Background & aims: Rifaximin-α reduces the risk of recurrence of overt hepatic encephalopathy. However, there remain concerns regarding the financial cost of the drug. We aimed to study the impact of treatment with rifaximin-α on healthcare resource utilisation using data from seven UK liver treatment centres.
Methods: All seven centres agreed a standardised data set and data characterising clinical, demographic and emergency hospital admissions were collected retrospectively for the time periods 3, 6 and 12 months before and following initiation of rifaximin-α. Admission rates and hospital length of stay before and during therapy were compared. Costs of admissions and drug acquisition were estimated using published sources. Multivariate analyses were carried out to assess the relative impact of various factors on hospital length of stay.

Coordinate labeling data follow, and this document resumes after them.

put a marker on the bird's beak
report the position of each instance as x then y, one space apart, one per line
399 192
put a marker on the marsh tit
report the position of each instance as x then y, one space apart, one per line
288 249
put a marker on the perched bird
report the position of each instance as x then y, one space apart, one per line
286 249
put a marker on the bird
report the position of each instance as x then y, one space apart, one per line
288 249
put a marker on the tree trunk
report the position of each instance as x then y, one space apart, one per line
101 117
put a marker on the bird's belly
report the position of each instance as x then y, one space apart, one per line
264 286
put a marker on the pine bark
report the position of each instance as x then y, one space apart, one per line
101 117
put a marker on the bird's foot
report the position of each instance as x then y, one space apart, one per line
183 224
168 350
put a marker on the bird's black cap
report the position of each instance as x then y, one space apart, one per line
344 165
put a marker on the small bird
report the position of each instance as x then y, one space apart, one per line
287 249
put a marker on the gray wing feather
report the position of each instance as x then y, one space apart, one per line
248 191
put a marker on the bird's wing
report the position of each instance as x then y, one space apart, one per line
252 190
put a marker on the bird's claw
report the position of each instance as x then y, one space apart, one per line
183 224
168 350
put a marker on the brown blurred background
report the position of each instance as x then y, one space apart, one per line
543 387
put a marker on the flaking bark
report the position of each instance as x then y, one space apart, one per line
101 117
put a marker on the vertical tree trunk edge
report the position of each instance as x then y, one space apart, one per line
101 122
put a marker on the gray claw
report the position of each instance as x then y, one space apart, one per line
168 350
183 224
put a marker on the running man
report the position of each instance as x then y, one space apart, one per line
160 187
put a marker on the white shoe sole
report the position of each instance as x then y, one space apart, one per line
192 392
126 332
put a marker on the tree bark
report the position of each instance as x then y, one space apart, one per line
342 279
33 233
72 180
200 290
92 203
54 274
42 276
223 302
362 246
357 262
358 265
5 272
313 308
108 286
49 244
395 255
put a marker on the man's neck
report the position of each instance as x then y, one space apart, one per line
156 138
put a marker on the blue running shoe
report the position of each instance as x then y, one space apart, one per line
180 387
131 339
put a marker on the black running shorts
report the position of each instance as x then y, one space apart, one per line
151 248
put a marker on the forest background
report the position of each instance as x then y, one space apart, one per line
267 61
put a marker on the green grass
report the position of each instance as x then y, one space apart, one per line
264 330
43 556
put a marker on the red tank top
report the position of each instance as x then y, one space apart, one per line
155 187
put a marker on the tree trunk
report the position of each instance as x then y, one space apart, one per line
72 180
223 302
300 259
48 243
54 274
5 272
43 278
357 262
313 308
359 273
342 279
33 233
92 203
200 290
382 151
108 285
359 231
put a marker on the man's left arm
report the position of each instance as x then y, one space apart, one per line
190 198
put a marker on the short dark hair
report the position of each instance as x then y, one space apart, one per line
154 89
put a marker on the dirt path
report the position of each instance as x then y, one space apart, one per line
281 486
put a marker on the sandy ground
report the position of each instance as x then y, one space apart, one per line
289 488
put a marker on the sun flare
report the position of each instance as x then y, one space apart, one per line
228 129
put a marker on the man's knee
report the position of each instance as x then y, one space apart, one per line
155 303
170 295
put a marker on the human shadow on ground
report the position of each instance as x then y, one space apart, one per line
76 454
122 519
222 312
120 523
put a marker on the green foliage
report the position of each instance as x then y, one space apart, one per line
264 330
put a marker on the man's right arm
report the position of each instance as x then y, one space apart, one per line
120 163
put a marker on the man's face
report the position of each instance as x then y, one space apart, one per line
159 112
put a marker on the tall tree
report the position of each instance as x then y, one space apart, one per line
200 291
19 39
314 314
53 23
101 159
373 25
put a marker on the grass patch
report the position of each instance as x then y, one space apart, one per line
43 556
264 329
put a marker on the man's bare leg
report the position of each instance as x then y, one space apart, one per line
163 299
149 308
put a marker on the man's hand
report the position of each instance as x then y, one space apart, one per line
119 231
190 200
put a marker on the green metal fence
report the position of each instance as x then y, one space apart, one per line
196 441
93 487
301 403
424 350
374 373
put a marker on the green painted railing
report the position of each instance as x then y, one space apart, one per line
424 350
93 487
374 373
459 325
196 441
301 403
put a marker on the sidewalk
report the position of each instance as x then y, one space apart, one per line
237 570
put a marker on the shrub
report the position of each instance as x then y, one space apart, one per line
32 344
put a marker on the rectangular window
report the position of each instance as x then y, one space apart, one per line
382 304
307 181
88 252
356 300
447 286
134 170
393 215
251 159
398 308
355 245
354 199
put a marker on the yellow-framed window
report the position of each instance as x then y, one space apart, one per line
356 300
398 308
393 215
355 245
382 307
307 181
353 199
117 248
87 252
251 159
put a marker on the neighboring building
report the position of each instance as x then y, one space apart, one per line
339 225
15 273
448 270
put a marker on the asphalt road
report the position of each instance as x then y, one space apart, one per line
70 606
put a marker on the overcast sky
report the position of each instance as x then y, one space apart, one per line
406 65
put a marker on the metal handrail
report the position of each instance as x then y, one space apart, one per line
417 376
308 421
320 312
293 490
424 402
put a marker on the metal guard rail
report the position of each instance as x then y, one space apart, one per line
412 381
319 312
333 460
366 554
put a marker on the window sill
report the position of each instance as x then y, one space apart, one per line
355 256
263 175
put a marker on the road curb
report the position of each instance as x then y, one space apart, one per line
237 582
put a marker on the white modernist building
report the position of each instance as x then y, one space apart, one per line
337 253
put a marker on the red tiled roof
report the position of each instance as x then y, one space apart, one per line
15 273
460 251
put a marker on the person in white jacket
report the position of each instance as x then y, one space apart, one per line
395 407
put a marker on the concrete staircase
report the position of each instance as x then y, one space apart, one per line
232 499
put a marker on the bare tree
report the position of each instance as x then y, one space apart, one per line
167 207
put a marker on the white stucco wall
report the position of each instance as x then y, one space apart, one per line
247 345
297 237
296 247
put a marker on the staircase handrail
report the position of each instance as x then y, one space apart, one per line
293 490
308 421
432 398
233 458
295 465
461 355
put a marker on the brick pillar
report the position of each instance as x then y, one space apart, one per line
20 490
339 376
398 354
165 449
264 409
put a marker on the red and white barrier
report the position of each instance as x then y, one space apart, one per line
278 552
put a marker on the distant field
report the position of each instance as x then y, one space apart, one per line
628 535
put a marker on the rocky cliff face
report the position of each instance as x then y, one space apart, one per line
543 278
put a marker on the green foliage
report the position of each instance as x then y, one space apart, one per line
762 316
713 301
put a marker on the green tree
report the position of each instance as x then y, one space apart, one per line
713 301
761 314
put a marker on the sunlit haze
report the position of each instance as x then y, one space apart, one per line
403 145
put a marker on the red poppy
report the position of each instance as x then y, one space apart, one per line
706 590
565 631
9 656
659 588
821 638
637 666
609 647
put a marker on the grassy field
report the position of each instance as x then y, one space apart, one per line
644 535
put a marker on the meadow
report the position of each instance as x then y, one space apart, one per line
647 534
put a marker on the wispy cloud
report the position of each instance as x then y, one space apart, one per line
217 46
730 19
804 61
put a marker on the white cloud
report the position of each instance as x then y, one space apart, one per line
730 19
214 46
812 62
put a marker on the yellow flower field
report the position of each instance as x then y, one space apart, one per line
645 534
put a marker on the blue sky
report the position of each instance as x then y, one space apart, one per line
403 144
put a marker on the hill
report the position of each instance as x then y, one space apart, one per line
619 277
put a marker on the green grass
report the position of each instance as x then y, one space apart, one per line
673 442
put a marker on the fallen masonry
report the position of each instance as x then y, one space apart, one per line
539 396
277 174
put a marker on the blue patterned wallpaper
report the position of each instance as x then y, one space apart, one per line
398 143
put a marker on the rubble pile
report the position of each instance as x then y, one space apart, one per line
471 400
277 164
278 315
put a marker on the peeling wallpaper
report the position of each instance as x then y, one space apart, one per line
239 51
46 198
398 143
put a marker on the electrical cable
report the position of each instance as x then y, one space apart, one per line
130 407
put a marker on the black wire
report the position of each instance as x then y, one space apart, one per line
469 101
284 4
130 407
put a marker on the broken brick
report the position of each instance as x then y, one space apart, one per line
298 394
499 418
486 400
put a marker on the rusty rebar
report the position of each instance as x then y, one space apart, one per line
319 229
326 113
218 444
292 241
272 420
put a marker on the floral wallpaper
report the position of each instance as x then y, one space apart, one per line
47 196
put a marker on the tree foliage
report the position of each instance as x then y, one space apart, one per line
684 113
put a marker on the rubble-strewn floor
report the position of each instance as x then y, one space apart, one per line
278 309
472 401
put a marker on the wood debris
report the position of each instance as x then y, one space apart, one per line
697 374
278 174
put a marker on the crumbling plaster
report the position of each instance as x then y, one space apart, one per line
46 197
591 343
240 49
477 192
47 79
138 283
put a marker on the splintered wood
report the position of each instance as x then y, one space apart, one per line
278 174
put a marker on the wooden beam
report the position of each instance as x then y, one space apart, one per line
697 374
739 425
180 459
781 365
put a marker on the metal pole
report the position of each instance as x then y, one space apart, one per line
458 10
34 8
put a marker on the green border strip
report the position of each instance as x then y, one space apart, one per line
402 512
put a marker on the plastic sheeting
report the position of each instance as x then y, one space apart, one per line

Results: Data were available from 326 patients. Following the commencement of rifaximin, the total hospital length of stay reduced by an estimated 31-53%, equating to a reduction in inpatient costs of between £4858 and £6607 per year. Taking into account drug costs of £3379 for 1-year treatment with rifaximin-α, there was an estimated annual mean saving of £1480-£3228 per patient.
Conclusions: Initiation of treatment with rifaximin-α was associated with a marked reduction in the number of hospital admissions and hospital length of stay. These data suggest that treatment of patients with rifaximin-α for hepatic encephalopathy was generally cost saving.
Keywords: cirrhosis; health economics; hepatic encephalopathy; rifaximin-α.
© 2016 John Wiley & Sons A/S. Published by John Wiley & Sons Ltd.